February service disruptions post-incident analysis

Image of Keith Ballinger

In late February, GitHub experienced multiple service interruptions that resulted in degraded service for a total of eight hours and 14 minutes over four distinct events. Unexpected variations in database load, coupled with an unintended configuration issue introduced as a part of ongoing scaling improvements, led to resource contention in our mysql1 database cluster.

We sincerely apologize for any negative impact these interruptions may have caused. We know you place trust in GitHub for your most important projects—and we make it our top priority to maintain that trust with a platform that is highly durable and available. We’re committed to applying what we’ve learned from these incidents to avoid disruptions moving forward.

Background

Originally, all our MySQL data lived in a single database cluster. Over time, as mysql1 grew larger and busier, we split functionally grouped sets of tables into new clusters and created new clusters for new features. However, much of our core dataset still resides within that original cluster.

We’re constantly scaling our databases to handle the additional load driven by new users and new products. In this case, an unexpected variance in database load contributed to cluster degradations and unavailability.

Timeline

2020, February 19 15:17 UTC (lasting for 52 minutes)

At this time, an unexpectedly resource-intensive query began running against our mysql1 database cluster. The intent was to run this load against our read replica pool at a much lower frequency, but we inadvertently sent this traffic to the master of the cluster, increasing the pressure on that host beyond surplus capacity. This pressure overloaded ProxySQL, which is responsible for connection pooling, resulting in an inability to consistently perform queries.

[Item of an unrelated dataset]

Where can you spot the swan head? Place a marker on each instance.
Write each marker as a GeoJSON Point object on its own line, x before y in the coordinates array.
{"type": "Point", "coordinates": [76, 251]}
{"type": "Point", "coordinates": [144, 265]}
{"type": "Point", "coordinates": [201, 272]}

2020, February 20 21:31 UTC (lasting for 47 minutes)

Two days later, as part of a planned master database promotion, we saw unexpectedly high load which triggered a similar ProxySQL failure. The intent of this maintenance was to give our teams visibility into issues they might experience when a master is momentarily read-only.

After an initial load spike, we were able to use the same remediation steps as in the previous incident to restore the system to a working state. We suspended further maintenance events of this type as we investigated how this system failed.

2020, February 25 16:36 UTC (lasting for two hours 12 minutes)

In this third incident involving ProxySQL, active database connections crossed a critical threshold that changed the behavior of this new infrastructure. Because connections remained above the critical threshold after remediation, the system fell back into a degraded state. During this time, GitHub.com services were affected by stalled writes on our mysql1 database cluster.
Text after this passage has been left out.